So in my PDE course we started with a review of complex numbers and vector spaces to introduce us to fourier series. I have a few questions about this.
- I know 'big ell 2' and 'little el 2' are vector spaces. However I need a little bit more understanding on what these are. The lecture defined them ast $l^2 := e^n(m) = \begin{cases} 0 & \mbox{if } m \neq n \\ 1 & \mbox{if } m = 1 \end{cases} $ and $ L^2 := V=\{ f_x : [-\pi, \pi] \rightarrow \mathbb{C} | \frac{1}{2\pi}\int_{-\pi}^\pi {|f_x|^2 dx} < \infty \}$. Can you explain more about these vector spaces, why they are important, a wiki page, and basis why/how the basis are orthonormal and infinite dimensional.

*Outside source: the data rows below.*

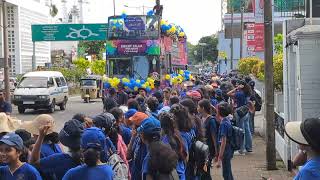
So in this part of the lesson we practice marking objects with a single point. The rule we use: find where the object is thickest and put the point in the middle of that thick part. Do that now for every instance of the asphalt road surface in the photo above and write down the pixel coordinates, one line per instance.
(74, 105)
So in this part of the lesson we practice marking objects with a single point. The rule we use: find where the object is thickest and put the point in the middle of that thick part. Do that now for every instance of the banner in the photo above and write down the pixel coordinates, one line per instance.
(117, 48)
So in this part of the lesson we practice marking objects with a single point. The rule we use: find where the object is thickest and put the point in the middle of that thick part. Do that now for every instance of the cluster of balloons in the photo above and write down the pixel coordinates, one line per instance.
(132, 84)
(178, 78)
(171, 29)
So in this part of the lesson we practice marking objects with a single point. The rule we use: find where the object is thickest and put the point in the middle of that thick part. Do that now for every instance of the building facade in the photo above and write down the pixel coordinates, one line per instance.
(21, 15)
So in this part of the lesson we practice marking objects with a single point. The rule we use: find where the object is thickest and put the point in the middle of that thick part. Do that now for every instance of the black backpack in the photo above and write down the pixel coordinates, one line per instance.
(237, 138)
(258, 101)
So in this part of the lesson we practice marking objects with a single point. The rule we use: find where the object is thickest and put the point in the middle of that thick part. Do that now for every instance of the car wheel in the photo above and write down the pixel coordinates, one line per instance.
(63, 105)
(21, 110)
(52, 107)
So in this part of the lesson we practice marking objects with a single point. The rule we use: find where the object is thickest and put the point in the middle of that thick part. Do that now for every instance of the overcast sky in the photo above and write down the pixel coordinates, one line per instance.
(197, 17)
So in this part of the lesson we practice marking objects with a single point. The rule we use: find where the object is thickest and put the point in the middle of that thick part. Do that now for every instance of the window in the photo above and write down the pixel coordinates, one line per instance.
(58, 81)
(63, 81)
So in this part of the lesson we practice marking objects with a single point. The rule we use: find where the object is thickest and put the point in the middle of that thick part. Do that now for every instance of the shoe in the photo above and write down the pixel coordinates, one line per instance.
(238, 153)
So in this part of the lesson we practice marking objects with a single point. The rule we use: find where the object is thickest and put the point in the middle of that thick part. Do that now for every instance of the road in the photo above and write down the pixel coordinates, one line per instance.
(75, 105)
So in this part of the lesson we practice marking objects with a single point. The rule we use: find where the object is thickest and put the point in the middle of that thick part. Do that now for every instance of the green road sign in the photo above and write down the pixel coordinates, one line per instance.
(69, 32)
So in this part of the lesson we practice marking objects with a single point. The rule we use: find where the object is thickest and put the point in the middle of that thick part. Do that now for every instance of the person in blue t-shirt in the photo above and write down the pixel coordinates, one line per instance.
(149, 132)
(306, 134)
(172, 137)
(241, 95)
(11, 147)
(124, 131)
(56, 165)
(225, 132)
(93, 142)
(210, 125)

- Since they(what is "they") are orthonormal $f_x$ from $L^2$ wraps "something" around the unit circle.$f_x $ is defined as $f_n(x) = e^{inx}$ and for every x, $|e^{inx}| = 1$
- Enough about them, lecture notes says Fourier series connects $L^2([-\pi,\pi])$ to $l^2(\mathbb{Z})$ using orthognal projection. I am very confused about this.
The reason I am asking here is that I can't find a good resource (pdf, wiki) that conects linear algebra to fourier series. Theres plenty of information on either subject but not for both.